I knew both brands use the LTC, I just didn’t know if the big box store get differnt engines on them then the dealers get. Price is the same at big box and dealer for same model


Sent from my iPhone using Tapatalk


----------



## 1132le (Feb 23, 2017)

husky has the lct engines 369cc 17 ft lbs good motor the 208cc useless 

the dealer is lying as they always
the motors are all the same 

dealers=useless imo


----------



## cranman (Jan 23, 2016)

My experience with the Huskys has been difficult to get parts...the Ariens would get my vote, hands down


----------



## e.fisher26 (Nov 6, 2016)

1132le said:


> husky has the lct engines 369cc 17 ft lbs good motor the 208cc useless
> 
> the dealer is lying as they always
> the motors are all the same
> ...




What about the 291cc ?


Sent from my iPhone using Tapatalk


----------



## foggysail (Feb 21, 2015)

russ01915 said:


> Buy any snowblower from a local reputable dealer is my advice.
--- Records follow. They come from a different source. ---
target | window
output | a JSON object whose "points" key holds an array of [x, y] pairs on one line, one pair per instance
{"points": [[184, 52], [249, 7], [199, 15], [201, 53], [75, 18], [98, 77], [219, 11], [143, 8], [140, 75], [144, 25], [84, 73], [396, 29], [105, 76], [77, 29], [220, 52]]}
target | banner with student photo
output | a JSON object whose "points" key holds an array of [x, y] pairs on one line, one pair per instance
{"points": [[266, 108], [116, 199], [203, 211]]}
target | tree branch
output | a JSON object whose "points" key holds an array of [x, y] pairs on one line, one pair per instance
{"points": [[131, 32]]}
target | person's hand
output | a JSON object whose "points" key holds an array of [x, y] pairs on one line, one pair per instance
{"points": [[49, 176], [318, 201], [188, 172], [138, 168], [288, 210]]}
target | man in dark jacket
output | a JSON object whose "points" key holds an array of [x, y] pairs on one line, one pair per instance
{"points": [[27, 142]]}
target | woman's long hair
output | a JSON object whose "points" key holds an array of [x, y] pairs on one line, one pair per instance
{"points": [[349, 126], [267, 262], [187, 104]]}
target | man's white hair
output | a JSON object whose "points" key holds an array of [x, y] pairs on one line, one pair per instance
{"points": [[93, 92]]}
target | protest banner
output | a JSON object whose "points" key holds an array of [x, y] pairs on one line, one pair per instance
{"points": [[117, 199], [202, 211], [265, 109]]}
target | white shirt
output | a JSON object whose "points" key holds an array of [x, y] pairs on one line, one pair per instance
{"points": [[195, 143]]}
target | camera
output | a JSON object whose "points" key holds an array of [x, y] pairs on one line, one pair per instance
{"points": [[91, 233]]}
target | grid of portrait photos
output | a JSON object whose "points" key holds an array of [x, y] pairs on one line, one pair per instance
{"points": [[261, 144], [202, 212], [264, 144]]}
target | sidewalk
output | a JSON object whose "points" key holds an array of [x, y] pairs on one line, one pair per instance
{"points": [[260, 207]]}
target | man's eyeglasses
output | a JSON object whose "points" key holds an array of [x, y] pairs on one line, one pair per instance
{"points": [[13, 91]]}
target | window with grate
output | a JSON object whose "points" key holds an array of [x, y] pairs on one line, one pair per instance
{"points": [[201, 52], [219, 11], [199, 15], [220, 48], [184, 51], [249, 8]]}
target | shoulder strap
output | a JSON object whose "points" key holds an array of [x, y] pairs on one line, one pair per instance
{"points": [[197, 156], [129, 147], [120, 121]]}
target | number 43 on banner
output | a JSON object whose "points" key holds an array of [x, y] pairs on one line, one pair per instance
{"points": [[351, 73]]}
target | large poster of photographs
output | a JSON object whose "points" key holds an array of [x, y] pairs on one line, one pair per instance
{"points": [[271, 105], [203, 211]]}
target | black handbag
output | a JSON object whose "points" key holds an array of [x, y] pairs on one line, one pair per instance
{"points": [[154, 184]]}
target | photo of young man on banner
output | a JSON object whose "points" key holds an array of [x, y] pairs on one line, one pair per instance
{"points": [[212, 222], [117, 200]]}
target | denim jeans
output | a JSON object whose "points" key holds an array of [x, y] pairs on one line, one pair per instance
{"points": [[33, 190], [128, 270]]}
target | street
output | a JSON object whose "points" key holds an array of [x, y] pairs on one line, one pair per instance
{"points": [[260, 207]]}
Spend a minimal amount more, and sit back and relax that the warranty work will be taken care of if needed. Good luck to anyone that buys off internet and big box stores.



I have a different opinion! Do not believe a dealer ignores service customers that purchased equipment elsewhere. That would be silly. Now as to purchasing online vs dealer bull poop, I listened to that line last *March* when I was about to purchase my new Ariens 28 Pro. 

I called dealers in my area ...Ashland, MA that insisted on full price, $2199 for cash even when I explained that price was too high and I could do better. If someone had lowered it even by $100 along with free delivery I would have bought from him. Instead I purchased mine on Ebay.....listed as a floor display... if it was it arrived with the original Ariens wrapping, never had fuel added. Purchase price....$1950 with FREE delivery.

Retailers that ignore online competition do so at their peril and could soon be out of business and Sears is a good example!


----------



## foggysail (Feb 21, 2015)

Zavie said:


> Can't stress enough going to a real servicing dealer. I was in Home Depot yesterday and saw an Ariens Deluxe 28 on the floor. *Could not even get the chute to rotate. It would not budge, that's crazy*. On a positive note the Honda single stage at HOme Depot had it's chute and deflector adjusted and lubed since I was last there. It was working great, although I think the spring tension on the deflector is a little to high, but one could always sub another spring.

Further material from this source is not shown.